Bruno was taken back to his unit and tried by the SS-und Polizeigericht VI (SS and Police Court VI) in Krakau, Poland. The judge reportedly said to him, "Der Alte Fritz hatte Sie erschossen!" ("Old Emperor Friedrich would have shot you!") When he was sentenced to seven years, Bruno laughed. Apparently this was a nervous tick of his (he had laughed when a bomb had landed near him during the war).

He was first sent to the concentration camp at Dachau, Germany, then was moved to a labor camp in nearby Allach that was making BMW aircraft engines.

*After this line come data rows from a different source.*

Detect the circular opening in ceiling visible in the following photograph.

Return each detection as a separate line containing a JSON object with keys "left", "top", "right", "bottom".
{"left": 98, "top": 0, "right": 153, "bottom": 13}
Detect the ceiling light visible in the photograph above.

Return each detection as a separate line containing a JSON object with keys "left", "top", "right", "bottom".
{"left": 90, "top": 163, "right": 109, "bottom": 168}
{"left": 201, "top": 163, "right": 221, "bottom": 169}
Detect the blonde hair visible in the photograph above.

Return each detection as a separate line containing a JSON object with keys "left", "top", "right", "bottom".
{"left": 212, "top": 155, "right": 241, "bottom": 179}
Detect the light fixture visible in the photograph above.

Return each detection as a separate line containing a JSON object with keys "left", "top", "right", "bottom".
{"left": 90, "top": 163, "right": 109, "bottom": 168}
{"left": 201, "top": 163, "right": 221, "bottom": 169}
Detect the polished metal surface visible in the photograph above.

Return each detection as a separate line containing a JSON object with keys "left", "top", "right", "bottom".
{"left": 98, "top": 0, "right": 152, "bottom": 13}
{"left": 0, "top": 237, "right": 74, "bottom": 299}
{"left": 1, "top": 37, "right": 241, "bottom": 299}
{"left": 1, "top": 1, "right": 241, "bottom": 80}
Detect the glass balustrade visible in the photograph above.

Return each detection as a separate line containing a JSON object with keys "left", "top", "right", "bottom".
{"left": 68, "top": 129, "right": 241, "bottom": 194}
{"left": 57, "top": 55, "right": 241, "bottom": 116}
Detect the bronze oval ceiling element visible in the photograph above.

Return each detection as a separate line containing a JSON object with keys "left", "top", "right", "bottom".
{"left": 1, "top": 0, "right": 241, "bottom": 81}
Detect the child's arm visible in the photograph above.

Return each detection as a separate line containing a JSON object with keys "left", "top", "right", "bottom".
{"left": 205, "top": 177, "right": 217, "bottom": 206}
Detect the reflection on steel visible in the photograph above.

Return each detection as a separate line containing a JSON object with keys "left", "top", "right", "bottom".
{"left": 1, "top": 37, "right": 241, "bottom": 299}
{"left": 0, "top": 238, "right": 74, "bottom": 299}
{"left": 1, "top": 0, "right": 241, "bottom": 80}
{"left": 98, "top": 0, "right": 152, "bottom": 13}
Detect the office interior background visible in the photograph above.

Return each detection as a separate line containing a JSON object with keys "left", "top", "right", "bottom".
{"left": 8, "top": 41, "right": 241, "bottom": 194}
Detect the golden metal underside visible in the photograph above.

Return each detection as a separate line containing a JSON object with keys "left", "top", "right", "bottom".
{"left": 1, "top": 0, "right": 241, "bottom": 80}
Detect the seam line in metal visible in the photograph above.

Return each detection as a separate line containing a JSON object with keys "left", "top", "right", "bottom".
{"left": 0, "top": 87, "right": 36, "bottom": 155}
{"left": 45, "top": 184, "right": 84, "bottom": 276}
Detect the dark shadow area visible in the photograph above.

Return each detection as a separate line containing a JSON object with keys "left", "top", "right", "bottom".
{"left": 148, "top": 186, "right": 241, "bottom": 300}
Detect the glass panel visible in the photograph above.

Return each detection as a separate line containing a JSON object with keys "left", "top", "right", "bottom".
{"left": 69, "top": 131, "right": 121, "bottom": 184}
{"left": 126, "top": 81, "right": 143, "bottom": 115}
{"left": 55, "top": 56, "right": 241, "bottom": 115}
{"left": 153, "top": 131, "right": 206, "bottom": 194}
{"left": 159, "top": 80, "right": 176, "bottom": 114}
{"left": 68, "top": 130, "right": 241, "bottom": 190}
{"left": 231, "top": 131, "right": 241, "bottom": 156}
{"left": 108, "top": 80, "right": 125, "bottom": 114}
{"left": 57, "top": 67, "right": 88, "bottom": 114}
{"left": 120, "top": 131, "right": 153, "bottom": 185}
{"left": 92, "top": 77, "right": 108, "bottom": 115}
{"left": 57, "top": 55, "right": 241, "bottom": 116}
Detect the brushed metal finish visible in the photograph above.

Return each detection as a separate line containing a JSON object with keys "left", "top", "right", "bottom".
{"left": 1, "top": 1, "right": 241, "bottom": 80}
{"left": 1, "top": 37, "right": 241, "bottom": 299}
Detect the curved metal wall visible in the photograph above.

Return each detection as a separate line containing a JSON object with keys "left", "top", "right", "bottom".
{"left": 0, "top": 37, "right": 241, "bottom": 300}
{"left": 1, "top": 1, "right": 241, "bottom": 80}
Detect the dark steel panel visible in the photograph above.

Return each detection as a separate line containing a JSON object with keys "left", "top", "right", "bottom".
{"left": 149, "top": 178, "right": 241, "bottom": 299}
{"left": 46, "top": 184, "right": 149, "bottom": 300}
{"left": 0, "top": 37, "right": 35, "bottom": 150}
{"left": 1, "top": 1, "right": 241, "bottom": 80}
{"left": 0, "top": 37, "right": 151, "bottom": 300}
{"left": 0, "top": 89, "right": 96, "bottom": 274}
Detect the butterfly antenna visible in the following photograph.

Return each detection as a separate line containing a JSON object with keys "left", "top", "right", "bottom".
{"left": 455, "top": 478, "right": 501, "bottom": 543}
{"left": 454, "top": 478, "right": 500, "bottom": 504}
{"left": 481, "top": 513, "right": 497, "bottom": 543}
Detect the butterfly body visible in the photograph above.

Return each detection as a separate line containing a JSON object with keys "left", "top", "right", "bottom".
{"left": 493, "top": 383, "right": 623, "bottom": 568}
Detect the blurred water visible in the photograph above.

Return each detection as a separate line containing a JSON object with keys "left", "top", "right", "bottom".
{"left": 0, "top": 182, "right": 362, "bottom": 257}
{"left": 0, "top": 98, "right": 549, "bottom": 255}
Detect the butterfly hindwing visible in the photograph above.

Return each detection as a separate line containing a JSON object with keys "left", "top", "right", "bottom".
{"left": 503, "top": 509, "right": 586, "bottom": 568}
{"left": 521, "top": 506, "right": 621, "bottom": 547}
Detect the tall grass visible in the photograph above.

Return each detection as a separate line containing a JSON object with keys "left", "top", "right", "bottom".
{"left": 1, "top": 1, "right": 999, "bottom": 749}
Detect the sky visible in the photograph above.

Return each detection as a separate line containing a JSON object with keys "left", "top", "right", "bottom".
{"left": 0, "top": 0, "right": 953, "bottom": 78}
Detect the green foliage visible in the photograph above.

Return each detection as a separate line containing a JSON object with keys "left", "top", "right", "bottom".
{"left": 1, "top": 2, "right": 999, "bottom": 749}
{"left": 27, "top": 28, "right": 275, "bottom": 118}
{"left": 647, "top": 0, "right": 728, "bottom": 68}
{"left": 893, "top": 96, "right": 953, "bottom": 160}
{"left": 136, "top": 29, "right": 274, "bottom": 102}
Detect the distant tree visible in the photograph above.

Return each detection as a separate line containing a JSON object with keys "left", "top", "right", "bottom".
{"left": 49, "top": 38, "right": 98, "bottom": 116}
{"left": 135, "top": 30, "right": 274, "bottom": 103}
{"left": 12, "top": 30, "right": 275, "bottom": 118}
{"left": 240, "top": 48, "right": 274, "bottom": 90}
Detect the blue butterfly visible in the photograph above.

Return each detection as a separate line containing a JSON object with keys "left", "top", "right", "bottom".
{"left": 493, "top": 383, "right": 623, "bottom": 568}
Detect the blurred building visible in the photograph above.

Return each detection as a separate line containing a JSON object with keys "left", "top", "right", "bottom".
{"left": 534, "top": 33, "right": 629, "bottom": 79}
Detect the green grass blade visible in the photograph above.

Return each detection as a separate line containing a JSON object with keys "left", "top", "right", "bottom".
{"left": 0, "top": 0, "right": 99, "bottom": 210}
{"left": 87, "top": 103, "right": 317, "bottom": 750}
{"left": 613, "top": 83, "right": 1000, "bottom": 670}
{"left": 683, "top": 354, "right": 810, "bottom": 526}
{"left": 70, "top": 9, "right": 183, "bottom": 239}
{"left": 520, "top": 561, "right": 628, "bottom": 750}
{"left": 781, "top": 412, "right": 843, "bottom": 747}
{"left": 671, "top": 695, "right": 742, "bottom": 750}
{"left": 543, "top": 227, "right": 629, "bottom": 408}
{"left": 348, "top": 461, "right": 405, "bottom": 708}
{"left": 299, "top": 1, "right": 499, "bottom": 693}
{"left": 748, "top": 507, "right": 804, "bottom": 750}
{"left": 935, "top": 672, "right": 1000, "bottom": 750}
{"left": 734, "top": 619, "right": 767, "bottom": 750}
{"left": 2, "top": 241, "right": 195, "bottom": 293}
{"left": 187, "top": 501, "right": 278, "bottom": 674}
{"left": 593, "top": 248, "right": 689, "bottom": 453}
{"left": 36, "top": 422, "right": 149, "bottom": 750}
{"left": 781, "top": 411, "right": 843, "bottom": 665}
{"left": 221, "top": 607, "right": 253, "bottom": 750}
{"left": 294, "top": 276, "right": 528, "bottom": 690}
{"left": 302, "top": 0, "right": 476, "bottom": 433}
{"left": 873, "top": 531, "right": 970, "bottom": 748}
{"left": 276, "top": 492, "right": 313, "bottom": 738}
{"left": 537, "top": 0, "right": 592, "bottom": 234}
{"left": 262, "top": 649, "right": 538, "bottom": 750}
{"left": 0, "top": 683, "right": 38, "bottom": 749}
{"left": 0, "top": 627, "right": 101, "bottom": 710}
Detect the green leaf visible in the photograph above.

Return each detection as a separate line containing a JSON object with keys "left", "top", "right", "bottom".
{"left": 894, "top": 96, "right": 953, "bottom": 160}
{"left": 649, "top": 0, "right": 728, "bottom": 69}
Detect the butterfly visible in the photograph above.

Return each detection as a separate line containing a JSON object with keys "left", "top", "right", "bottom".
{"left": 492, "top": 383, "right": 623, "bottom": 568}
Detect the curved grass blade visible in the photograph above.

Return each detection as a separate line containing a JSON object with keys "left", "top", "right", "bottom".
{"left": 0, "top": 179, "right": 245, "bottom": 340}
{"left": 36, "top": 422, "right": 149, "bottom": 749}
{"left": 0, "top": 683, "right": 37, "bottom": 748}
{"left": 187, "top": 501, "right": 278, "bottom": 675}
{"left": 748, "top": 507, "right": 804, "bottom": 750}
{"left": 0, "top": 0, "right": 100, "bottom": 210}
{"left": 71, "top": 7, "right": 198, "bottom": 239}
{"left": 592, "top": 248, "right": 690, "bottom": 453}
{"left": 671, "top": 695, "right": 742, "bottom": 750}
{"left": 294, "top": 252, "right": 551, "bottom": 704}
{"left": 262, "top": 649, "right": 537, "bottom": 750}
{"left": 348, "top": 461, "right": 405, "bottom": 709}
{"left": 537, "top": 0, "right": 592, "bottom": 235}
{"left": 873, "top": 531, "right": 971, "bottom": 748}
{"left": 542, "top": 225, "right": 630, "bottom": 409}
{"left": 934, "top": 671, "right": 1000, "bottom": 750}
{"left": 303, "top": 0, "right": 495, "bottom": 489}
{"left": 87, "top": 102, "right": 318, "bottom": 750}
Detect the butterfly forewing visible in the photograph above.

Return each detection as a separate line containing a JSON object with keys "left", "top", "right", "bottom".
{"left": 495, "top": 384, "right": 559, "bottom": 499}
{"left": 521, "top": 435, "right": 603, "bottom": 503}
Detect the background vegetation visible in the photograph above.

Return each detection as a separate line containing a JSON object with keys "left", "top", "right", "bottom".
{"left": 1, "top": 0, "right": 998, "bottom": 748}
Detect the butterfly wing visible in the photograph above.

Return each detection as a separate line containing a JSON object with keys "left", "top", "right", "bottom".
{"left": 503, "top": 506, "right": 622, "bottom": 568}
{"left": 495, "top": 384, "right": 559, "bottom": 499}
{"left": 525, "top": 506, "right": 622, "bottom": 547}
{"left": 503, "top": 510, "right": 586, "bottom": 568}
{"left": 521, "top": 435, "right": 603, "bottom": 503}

In 1944 he grasped at an opportunity to volunteer for a kind of suicide mission involving one-man submarines, but when he got to Berlin and party officials looked more closely at his record, he was sent right back to Dachau. From there he was sent to Budweis, Czechoslovakia, on a Bewahrungsaufsatz (probationary assignment), but he left the train in Vienna to go to the amusement park at the Prater, as he recalls it, and overstayed his leave. When he finally arrived in Prague, he was tried again and given an additional three years of imprisonment in Dachau. In December 1944, he was sent to a labor facility in Neckar-Els bei Moosbach, near Heidelberg. Here he worked assembling Daimler-Benz aircraft engines in filthy underground tunnels that dripped cold water on him as he worked.

. . .

Conclusion

Bruno's story leaves room for much conjecture: Why did he join the SS? His mother was anti-Bolshevik, but he says she was also philosemitic and anti-Nazi. I got the impression he had been, as a very young and impressionable man, simply motivated to get away from a possessive mother and have some excitement, a young man who did not have the perspective to see what Nazism really promised. Yet when he saw Nazism in its true light, he had the courage to flee from it. And when he returned to the narrow path of the gospel, he held onto the rod with the strength of a man who had literally been to hell and back.